Closed northrup closed 3 years ago
This sounds like you have statement_timeout set either globally or for whichever database/user you are running pg_repack
with. Can you try using psql
to log into the same database, using the same username as you used with pg_repack
, and check what:
SHOW statement_timeout;
says?
@schmiddy here's what you were asking for:
gitlabhq_production=# SHOW statement_timeout;
statement_timeout
-------------------
0
(1 row)
@schmiddy further though in the code for the preliminary_checks function you specifically establish a statement_timeout of 0 : https://github.com/reorg/pg_repack/blob/master/bin/pg_repack.c#L508
Is there anywhere else I could look on this?
Err yeah this is a bit of a head-scratcher. The error message you posted:
ERROR: canceling statement due to statement timeout
can only be coming from Postgres here.
In theory we intend to be setting statement_timeout to 0 in preliminary_checks as you posted, but I wonder if maybe we confuse ourselves in lock_access_share, where we first set then reset statement_timeout
(and same deal in lock_exclusive).
Either way, I think in those dubious RESET
s that we'd be RESET
'ing statement_timeout to whatever the default is for that connection/user/database/global setting -- you showed earlier that you think this should be set to 0 (disabled) by default, but perhaps that error was really hit with a different user or database? Or the unlucky user had some other way of turning on statement_timeout, e.g. coaxing libpq connection parameters like:
PGOPTIONS="-c statement_timeout=5min" pg_repack ...

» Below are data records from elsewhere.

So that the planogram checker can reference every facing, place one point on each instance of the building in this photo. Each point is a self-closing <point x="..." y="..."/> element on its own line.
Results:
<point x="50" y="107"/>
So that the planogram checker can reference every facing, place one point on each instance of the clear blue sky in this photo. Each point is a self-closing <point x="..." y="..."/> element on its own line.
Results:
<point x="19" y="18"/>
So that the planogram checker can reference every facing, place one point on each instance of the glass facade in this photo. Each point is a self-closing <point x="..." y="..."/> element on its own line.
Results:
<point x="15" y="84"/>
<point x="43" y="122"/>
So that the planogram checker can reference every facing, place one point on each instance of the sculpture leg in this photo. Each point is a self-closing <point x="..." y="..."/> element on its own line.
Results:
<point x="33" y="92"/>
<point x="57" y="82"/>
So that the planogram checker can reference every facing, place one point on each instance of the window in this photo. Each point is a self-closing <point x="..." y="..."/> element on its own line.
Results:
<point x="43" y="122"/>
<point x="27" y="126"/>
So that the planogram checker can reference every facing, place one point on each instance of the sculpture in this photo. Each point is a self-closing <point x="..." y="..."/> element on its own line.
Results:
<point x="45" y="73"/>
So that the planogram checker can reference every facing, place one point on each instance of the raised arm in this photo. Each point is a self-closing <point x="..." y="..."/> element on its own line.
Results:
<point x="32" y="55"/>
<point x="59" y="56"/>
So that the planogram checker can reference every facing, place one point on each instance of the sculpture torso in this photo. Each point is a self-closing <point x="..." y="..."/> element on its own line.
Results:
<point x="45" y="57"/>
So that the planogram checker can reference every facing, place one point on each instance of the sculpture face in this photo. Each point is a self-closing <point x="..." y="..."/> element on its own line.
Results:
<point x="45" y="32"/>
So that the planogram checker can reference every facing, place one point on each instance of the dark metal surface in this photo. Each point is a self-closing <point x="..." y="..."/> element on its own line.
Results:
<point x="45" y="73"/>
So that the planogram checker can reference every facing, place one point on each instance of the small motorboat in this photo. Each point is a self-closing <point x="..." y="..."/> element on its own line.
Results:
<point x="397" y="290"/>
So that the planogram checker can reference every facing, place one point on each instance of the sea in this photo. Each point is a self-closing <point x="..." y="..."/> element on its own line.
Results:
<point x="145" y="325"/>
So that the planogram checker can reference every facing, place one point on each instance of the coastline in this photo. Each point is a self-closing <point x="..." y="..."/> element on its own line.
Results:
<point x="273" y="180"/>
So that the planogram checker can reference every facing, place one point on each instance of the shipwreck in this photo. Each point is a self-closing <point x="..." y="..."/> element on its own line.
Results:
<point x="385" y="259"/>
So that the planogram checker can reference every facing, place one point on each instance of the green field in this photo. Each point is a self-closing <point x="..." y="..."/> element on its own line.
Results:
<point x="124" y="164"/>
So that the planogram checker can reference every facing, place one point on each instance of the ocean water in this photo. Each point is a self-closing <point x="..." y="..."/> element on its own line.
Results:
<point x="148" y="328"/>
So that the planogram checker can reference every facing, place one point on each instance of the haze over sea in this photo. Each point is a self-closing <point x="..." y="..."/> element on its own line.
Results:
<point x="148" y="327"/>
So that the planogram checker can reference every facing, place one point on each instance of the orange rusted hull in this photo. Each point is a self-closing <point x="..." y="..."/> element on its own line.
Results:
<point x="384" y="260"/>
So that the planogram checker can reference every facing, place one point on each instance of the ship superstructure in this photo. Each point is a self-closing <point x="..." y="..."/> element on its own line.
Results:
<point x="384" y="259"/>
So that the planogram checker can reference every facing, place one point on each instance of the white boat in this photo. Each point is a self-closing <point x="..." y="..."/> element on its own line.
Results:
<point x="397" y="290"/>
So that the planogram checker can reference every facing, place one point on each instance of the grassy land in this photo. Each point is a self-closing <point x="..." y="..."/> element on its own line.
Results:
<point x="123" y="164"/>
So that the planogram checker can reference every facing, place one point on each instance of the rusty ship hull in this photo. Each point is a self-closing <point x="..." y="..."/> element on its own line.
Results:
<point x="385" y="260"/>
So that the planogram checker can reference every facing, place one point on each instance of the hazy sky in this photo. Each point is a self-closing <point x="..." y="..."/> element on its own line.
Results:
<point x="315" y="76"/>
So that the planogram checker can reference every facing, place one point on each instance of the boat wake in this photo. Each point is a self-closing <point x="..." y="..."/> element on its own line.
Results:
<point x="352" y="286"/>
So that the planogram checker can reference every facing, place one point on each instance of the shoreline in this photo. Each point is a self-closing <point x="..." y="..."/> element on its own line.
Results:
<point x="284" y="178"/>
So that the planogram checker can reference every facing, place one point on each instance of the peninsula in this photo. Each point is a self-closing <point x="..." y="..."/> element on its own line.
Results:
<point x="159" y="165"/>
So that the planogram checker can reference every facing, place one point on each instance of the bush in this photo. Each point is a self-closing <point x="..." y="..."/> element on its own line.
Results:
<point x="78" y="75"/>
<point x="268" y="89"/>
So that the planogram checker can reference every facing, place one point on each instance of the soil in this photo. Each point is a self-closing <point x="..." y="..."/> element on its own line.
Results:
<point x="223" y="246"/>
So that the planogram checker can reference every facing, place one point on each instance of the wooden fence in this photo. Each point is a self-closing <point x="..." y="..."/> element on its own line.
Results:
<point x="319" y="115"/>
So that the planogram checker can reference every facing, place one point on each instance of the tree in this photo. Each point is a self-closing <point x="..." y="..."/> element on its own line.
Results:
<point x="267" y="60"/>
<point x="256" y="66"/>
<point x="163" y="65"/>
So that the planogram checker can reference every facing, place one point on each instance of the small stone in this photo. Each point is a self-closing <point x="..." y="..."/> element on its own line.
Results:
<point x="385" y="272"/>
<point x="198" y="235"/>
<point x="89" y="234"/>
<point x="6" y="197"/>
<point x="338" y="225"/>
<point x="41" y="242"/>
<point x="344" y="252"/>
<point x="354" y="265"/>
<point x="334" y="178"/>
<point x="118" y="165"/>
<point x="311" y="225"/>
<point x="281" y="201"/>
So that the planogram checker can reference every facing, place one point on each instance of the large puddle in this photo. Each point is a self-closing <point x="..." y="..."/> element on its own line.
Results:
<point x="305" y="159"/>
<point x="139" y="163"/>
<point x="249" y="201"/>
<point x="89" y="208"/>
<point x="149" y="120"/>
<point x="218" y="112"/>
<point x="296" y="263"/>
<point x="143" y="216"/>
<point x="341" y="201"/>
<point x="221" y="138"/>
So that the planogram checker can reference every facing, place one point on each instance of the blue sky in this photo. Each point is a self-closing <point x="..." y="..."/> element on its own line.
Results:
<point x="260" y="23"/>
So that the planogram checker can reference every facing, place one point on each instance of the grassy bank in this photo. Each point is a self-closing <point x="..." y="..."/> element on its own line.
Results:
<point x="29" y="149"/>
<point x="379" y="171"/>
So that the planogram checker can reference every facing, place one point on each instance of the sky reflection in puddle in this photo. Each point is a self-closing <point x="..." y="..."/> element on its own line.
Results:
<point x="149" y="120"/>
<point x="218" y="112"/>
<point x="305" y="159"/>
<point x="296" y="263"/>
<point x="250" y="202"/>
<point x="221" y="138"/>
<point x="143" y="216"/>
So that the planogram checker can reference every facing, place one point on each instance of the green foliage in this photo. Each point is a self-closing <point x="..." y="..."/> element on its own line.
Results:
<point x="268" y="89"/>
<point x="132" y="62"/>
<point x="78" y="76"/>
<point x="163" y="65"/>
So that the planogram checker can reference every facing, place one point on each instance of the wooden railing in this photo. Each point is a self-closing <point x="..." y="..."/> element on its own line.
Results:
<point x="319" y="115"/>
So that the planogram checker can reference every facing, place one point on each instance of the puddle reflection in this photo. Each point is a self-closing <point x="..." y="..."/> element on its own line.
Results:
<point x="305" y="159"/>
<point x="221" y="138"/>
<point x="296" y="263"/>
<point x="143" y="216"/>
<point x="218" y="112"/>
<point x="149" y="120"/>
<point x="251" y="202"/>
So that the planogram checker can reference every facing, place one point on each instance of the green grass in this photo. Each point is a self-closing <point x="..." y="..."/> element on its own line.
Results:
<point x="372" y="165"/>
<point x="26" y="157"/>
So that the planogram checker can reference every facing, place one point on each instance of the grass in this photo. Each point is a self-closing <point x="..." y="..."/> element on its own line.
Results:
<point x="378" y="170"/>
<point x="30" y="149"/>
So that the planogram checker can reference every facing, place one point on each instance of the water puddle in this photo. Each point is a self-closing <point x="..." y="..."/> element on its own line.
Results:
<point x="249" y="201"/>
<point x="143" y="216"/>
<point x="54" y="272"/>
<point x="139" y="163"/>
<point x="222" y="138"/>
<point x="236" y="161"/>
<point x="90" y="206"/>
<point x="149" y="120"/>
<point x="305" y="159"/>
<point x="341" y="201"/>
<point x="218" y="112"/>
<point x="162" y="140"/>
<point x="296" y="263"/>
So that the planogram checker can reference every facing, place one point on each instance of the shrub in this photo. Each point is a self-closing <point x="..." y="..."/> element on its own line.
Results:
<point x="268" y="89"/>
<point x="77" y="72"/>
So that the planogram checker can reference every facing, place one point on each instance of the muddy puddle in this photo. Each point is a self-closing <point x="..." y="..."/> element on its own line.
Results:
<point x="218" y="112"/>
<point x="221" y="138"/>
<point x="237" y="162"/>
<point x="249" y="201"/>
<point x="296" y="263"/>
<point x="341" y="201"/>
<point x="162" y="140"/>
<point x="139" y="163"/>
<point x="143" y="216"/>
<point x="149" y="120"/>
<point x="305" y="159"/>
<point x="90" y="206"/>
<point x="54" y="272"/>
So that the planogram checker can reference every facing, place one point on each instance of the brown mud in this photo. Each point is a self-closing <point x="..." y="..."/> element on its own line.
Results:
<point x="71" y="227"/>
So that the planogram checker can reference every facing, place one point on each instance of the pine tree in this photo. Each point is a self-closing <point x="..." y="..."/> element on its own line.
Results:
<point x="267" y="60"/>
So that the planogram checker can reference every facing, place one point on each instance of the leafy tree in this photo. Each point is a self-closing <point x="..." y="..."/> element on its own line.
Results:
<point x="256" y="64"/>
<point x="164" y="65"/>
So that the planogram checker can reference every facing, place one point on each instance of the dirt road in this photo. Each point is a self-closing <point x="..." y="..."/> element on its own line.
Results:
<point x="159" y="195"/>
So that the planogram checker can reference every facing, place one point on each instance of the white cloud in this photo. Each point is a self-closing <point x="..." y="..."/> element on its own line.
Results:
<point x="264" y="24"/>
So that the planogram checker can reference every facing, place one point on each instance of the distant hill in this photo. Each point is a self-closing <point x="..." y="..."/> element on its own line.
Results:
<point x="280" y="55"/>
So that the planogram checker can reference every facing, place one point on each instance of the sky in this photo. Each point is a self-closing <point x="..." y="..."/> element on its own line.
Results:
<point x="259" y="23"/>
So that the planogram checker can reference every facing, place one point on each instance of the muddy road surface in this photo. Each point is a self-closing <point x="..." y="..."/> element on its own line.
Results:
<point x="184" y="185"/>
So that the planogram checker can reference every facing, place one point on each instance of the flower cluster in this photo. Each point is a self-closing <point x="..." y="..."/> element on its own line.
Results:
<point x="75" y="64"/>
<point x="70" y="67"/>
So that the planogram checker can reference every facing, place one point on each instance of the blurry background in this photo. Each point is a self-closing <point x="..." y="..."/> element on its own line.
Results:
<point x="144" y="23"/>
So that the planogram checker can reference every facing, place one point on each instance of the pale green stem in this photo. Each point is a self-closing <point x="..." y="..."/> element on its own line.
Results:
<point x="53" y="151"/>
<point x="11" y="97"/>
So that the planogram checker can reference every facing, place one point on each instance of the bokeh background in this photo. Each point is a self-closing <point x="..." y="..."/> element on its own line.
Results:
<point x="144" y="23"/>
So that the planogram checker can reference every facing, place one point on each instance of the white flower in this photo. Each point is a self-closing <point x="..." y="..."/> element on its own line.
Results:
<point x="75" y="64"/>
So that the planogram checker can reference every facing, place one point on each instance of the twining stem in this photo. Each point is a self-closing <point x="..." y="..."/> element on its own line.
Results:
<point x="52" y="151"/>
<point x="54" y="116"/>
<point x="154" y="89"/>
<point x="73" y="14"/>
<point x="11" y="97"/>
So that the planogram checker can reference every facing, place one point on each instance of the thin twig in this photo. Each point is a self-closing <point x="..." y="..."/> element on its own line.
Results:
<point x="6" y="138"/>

I had no problems repacking tables up to 750M rows as of pg_repack 1.4.0 on Amazon RDS
Is the problem that the -k
option (as required to use on RDS) not only bypasses superuser checks, but essential setup such as disabling the statement timeout?
A largeer issue is the consequences of that -- I'm only just starting to understand how pg_repack works, but it some scenarios (a large table, with a high rate of updates), trying to select all the rows from one table an insert them into another in one transaction is bound to cause problems. Although it may avoid an exclusive lock as vacuum full
would take, the transaction will also prevent vacuum from removing dead tuples, and the consequent accumulation of dead tuples may degrade performance until Bad Things happen.
Statement_timeout is a good thing before running any postgres DDL operations(From documentation:https://www.postgresql.org/docs/9.4/runtime-config-client.html).
Here, before locking the table(for drop/swap) - pg_repack waits for existing operations/transactions to finish on a table. That's the reason it sets a timeout here before lock table statement. If all the ongoing transactions doesn't finish on the table then you receive the message: canceling statement due to statement timeout
Next time it tries again by increasing statement timeout. Likewise , it keeps repeating the same process multiple times until it is successfully able to lock the table. Once, it lock the table- it performs swap.
If we don't have statement_timeout or statement_timeout=0 - we might endup with missing some updates/operations for the tables.
I have a table that contains 25m rows, which I cannot trim. The repacking of this table timeouts with
ostensibly because pg_repack cannot select all 25m rows into the repack table under the timeout. The problem is I have set a timeout in the pg_repack command to a high value, and no matter what this transaction times out after 5 minutes of wall time. How can I successfully get this table repacked?